Angel is trying to find the height of a radio antenna on the roof of a local building. He stands at a horizontal distance of 21 meters from the building. The angle of elevation from his eyes to the roof (point $A$ ) is $38^{\circ}$, and the angle of elevation from his eyes to the top of the antenna (point $B$ ) is $46^{\circ}$. If his eyes are 1.66 meters from the ground, find the height of the antenna (the distance from point $A$ to point $B$ ). Round your answer to the nearest tenth of a meter if necessary.

Step 1 ：Let \(h_A\) be the height of the building from the ground to point \(A\), and \(h_B\) be the height of the building from the ground to point \(B\).

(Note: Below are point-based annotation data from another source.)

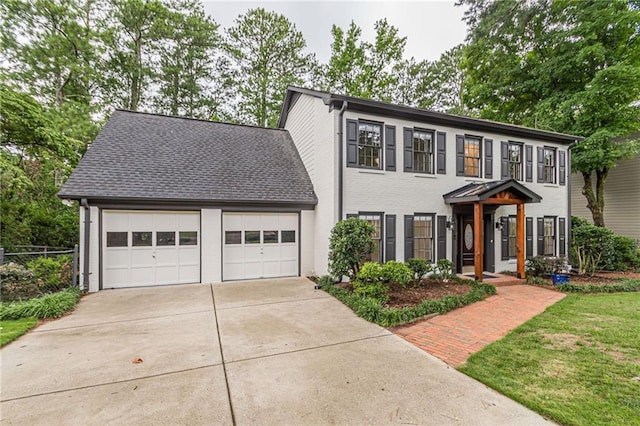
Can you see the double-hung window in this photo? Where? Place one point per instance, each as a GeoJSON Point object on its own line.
{"type": "Point", "coordinates": [375, 220]}
{"type": "Point", "coordinates": [423, 230]}
{"type": "Point", "coordinates": [515, 161]}
{"type": "Point", "coordinates": [549, 236]}
{"type": "Point", "coordinates": [549, 171]}
{"type": "Point", "coordinates": [423, 158]}
{"type": "Point", "coordinates": [369, 145]}
{"type": "Point", "coordinates": [472, 156]}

We can use the tangent function to find \(h_A\) and \(h_B\):

Step 2 ：\[\tan(38^\circ) = \frac{h_A - 1.66}{21}\]

Step 3 ：\[\tan(46^\circ) = \frac{h_B - 1.66}{21}\]

Step 4 ：Solve these equations for \(h_A\) and \(h_B\):

Step 5 ：\[h_A \approx 18.07\]

Step 6 ：\[h_B \approx 23.41\]

Step 7 ：Find the height of the antenna by subtracting \(h_A\) from \(h_B\):

Step 8 ：\[\text{antenna height} = h_B - h_A \approx 5.34\]

Step 9 ：\[\boxed{\text{The height of the antenna is approximately 5.3 meters}}\]